Updated: Dec 30, 2019
Call came in at 6:30 am 12/27/2006, normally not a good sign which proved amazingly accurate. Only two days prior Dad and I made prime rib: a simple paper bag recipe baked in the oven at his request. Some obscure bottle of red was extracted from the bar; he wasn't into the thermostatically controlled coolers. He was old school; his treasures rested quietly behind wooden doors. It was all the more ironic given his secrets were once locked from my prying teenage hands when I thought I had carefully raided the liquor cabinets. Even Mom was eventually barred after too often rampaging, taking precious cargo to imbibe upon with the sausage lady from The Fruit Ranch.
We sat at the curly-cued cherry dining table that now like my Mom I lament the tedious cleaning it requires. It was just the three of us: Tom, Dad and I. Like every Christmas since my sister and I left home, Sue and Joe were absent. They would show up after hours, amazingly so lit up to cause even Dad to be the sober party.
Dinner was hearty. My first and successful attempt at such a beast. He toasted my cooking which purely through DNA had matured and even possibly improved upon Mom's over time, something she would never experience. He requested the same menu at the same table for Easter, suggesting perhaps my sister and Joe could join in. He would not be alive to partake in such a celebration.
In the ensuing months I would be witness to his dying. But at the time I was rather clueless. My Father was invincible. I had never seen him hospitalized in all my forty years; he barely had a cold. Even at nearly eighty, he could stay up later then either Tom or I. As a child after twelve hours on the job he would still putter in the basement on some project, the tapping of hammers echoing again through the heating vents. His crotchety mother had lived well into her mid-nineties, living alone in her original home until just the last few. He was just as ornery so in my estimation he certainly had another fifteen plus years on earth to guide and irritate me.
But that was not the plan. It is a challenging rite of passage to become caretaker of one's parents, eventually denial gives up the ghost. During the weeks ahead, I would assure the nurses that he was in fact mentally stable to return home after surgical psychosis when he found the amazing strength to pull his tubes and run down the hall naked and screaming post his heart stint. I would be there to change his soiled pj's when he was delivered to our doorstep drugged on Oxycontin and released ahead of schedule from the nursing home coaxing him back to health and pre-mature independence with the aid of my massage therapist/trained nursing assistant he affectionately coined Sargent. I would be there to aid him up our stairs, into the shower, back into a change of clothes, and safely down the same flight. Note to all to have a shower on your first floor, preferably without a lip to step over!

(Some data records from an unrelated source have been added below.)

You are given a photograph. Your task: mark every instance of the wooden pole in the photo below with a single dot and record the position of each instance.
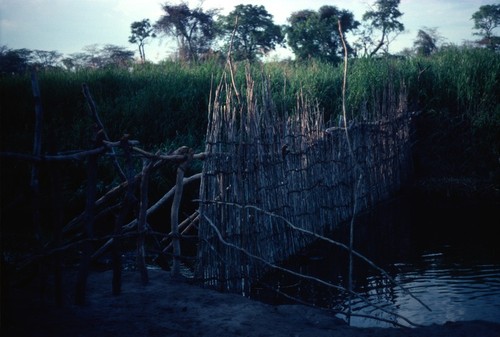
(81, 282)
(37, 151)
(141, 220)
(174, 214)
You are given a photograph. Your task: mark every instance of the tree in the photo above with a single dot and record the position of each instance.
(14, 61)
(46, 59)
(97, 57)
(316, 34)
(485, 21)
(141, 31)
(384, 17)
(194, 29)
(426, 42)
(250, 32)
(116, 56)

During that brief tenure there were so many moments of acute maturation. Tucking him into bed and seeing for the first time his ancient smile without his dentures. It actually took me years after his death to allow myself to toss those damn things when I accepted his soul was not inside. I recall the comedy that became Dad and Rachel chit chatting during America's Got Talent, left to watch only one station for days because they couldn't find the remote and were mutually too lazy to search. But it was always dinner that holds the fondest recollections. He would happily great us at the door and walk into the kitchen. Mutually exhausted from work, with both children and a Father to feed, meals were pretty simple. But it had been years since anyone had cooked for him after Mom succumbed to Alzheimers and sadly last served him a Pyrex dish of uncooked chicken peppered with shards of glass, her classic chicken and rice rendered infamous by this single delivery. Dad would plop down at the breakfast bar. He and Tom would chat about the news; he would inquire about what happened at work, truly riveted by any stories, certainly recalling his own career. Dad had a sophisticated palette; but, it was a taco dinner that seamed to conjure up the most joy during that six weeks he lived with us the summer of 2006. Made from an Ortega kit with simple ground beef he devoured that particular meal and fell asleep soundly.
I have been blessed to have had a few successes in school and even at work. But my greatest accomplishment in life will always be caring for Dad that final year of his life. I couldn't do so with Mom given the kids were younger; we lived a city away; work was all consuming as too was the nature of her illness. But life opened up just enough to take up the charge for Dad, even if I was frankly oblivious to the impending end. I was there bedside post his open heart surgery so that when he called out he knew he was not alone. I was there to grant him one final Leinies' Red, a swab at hospice, bedside during the final hours when he groaned in pure delight. It was both comical and frightening. I would be there to spread his ashes on the wooded path up north at the lake. We cried at the obvious finality but laughed too as our dogs swim through them in the water, something he would have equally appreciated. I spotted a Lady Slipper that day as well, a forest orchid I hadn't seen in decades since they are only visible in May for a brief time. It had been decades since life had granted me time to make the trip that Memorial weekend. I felt his presence then as I still do now, even if more fleeting, but always as poignant with the passage of time. He will visit unexpectedly, shedding some wisdom sought. But I always know he waits reverently for my visits as well, drink in hand at the end of the pier, on the lake at the home he beloved.